Jacobs, 20, was named to the prestigious Indiana State FFA officer team in June. The intensive ambassador program requires its seven participants to defer college for one year and move into an FFA-owned home in Trafalgar; the students live and work together, traveling across the state putting on leadership conferences for FFA members and supporters.
This week, the goal of National FFA Week is to promote FFA to the public and schools and to celebrate the importance of FFA and its history, Jacobs said. How she chooses to do that depends on what school FFA officials request from her, whether it’s to sit in on a chapter meeting to lend her expertise or to talk about leadership, teamwork or another topic that affects the chapter, she said.

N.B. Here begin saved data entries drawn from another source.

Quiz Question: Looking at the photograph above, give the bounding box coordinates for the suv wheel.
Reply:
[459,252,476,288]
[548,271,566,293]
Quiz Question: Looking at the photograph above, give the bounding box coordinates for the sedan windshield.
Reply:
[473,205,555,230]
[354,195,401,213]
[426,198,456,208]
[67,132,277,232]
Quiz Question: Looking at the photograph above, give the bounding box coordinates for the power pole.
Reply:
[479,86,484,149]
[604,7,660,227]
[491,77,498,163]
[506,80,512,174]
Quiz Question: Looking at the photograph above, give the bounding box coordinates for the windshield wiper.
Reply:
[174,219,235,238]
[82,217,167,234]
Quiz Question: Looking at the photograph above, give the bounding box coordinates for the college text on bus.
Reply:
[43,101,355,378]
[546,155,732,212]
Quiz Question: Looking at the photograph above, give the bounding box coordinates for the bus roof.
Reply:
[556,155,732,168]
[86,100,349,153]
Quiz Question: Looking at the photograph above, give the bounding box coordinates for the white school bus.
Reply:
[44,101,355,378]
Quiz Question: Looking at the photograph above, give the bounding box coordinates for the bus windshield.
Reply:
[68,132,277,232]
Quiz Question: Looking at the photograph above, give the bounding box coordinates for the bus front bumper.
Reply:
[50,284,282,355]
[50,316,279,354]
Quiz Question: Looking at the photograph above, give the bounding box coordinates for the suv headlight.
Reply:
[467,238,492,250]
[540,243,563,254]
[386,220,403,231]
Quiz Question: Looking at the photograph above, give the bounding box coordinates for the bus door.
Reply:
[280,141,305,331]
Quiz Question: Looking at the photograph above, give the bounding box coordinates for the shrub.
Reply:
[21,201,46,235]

“Each school has different ways they celebrate,” said Jacobs, who graduated from Eastern Hancock High School in 2015. “It varies day to day.”
She and her fellow state leadership team members use a curriculum focused on growing leaders, building communities and strengthening agriculture, which is based on the FFA vision statement.

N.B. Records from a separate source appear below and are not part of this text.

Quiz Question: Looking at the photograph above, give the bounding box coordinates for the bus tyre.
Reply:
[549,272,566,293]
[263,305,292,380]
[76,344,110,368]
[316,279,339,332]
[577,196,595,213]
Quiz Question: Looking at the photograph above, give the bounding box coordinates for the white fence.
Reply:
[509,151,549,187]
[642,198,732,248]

Their talking points include talking about how students can grow as leaders, how they can build their communities and use their own career, whether it’s as an educator, an engineer or a farmer, to promote agriculture.
Watching Jacobs grow in her own leadership skills has been gratifying, said Jacobs’s father, Scott Jacobs, an agriculture teacher at Greenfield-Central High School.

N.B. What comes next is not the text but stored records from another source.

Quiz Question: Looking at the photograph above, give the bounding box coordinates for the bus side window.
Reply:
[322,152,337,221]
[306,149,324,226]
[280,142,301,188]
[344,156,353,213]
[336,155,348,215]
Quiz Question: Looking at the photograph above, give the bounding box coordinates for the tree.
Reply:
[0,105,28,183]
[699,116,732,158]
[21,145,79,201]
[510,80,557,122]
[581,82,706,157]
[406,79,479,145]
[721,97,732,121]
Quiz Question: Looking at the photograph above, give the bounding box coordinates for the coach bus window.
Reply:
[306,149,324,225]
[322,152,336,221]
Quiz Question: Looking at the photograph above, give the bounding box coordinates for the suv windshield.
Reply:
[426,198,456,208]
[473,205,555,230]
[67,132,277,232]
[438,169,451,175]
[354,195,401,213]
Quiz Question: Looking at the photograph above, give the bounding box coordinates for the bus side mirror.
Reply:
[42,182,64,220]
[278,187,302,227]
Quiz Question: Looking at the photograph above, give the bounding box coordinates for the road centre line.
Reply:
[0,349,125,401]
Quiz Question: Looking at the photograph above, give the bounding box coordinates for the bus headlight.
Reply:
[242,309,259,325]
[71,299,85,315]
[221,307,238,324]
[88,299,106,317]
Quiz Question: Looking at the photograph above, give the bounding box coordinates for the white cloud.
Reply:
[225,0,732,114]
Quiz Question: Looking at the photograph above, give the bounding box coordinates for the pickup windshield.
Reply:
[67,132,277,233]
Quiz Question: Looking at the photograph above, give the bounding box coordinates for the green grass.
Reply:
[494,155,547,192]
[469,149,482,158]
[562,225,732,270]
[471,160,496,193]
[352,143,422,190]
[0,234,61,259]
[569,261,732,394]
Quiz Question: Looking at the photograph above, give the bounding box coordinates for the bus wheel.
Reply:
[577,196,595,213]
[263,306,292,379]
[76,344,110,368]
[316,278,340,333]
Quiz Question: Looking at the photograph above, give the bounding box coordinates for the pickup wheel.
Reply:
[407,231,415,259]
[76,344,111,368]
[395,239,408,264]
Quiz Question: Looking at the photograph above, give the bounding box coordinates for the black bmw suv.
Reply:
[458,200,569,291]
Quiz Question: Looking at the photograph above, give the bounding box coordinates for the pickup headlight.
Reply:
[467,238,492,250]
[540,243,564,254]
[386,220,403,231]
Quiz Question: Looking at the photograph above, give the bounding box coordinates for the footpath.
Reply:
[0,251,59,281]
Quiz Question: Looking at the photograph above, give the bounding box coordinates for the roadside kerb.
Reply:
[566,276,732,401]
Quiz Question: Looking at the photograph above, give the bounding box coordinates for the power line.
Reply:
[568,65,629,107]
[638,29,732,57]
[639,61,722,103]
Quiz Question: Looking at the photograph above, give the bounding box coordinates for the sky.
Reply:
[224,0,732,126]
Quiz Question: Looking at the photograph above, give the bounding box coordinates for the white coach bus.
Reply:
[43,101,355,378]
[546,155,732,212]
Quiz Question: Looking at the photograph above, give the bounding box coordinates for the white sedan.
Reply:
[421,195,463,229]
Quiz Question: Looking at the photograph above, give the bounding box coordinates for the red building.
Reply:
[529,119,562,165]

“From a dad’s perspective, it’s rewarding to see my child gravitate to something I feel is important and develop those leadership skills that will be used in whatever career she chooses in the future,” he said.
Leah Jacobs, who is majoring in agriculture education at Purdue University, took a year off of college to serve with the state FFA leadership team. Though she is provided housing, a stipend and mileage, the position is primarily volunteer — but it’s been worth it, she said.
“It’s a great opportunity to go to so many agriculture businesses, meet FFA chapters and hopefully become a role model,” she said. “It’s crazy busy, but we love every minute of it.
Visiting her old stomping grounds was one highlight; Leah Jacobs and her fellow FFA state leadership members recently visited Eastern Hancock to play in a donkey basketball game — a fundraiser for FFA that’s become a longtime tradition.
Principal David Pfaff isn’t surprised to see his former student taking on the challenges of the leadership position; she always distinguished herself from other students throughout high school, he said.
“She was tireless, committed and always ultimately dependable,” Pfaff said. “She learned these lessons well from her parents, who truly raised her right. I always knew that if Leah was involved, it would be done extremely well.”
Each year, FFA chapters around the country celebrate FFA week by sharing with local, regional and national audiences what FFA is and the impact it has on members.
Some of the national initiatives taking place this week include a fundraiser at Tractor Supply stores to fund grants for FFA chapters, service projects being conducted by FFA chapters, Give FFA Day on Feb. 21, which encouraged members of the public to support various needs impacting FFA members and National Wear Blue Day on Friday for FFA members to show their organizational pride.